No tardaron en llegar. Una patrulla de la policía militar se situó en la puerta del vetusto edificio que volvía a oler al Movimiento, mientras la niebla del humo alcanzaba ya el umbral de las grandes tardes. Para entonces, el grado de incertidumbre había subido enteros y nadie quería hacer bromas de los que luego se describió como una simple chirigota.

Un mes antes había aparecido en portada de nuestro viejo tabloide una inocente fotonoticia que anunciaba la antesala de la primavera a través de las flores de los almendros. En los aledaños de la histórica rumorología se apreciaron orientaciones de un mensaje en clave para alertar a las fuerzas golpistas. El Alcázar –órgano de los excombatientes franquistas- había publicado días antes un manifiesto golpista que, por cierto, se cebada –como otros ahora- el mal de las autonomías. Al final, ha quedado en el planeta de los astroides que jamás acaban impactando en la Tierra aunque siempre alguien puede pensar que meigas, haberlas haylas.
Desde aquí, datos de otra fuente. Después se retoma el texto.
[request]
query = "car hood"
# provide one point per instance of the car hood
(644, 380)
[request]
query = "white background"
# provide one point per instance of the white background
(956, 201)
La realidad evaluable es que Mediterráneo fue el primer periódico periférico –algunos siempre nos llamarán de provincias – que salió a la calle contra el golpe y por la democracia. Libertad en negrita con grandes caracteres a toda página como un alegato indiscutible que empezó a repartirse de madrugada con la foto del Rey en la tele y un editorial sin ambigüedades, sin concesiones, con todo el coraje cívico que exigía el momento.

A esas horas cuando algunos compañeros repartían el periódico por la puerta del Sol, Luis me había puesto a buen recaudo. Cuando me mandó a casa, recorrí el Castellón más desierto que jamás he visto. El toque de queda se aplicó a rajatable y mis pasos retronaban y la calle Maestro Ripollés parecía inalcanzable.

(Retengo en el corazón la generosidad de Maíta y Carlos que me acogieron en su casa aquella noche interminable con las ventanas bajadas y los sones eufóricos de los niñatos de Fuerza Nueva enfrente, en la sede que tenían encima del Don José, hasta que al fin la televisión por una vez nos devolvió la esperanza).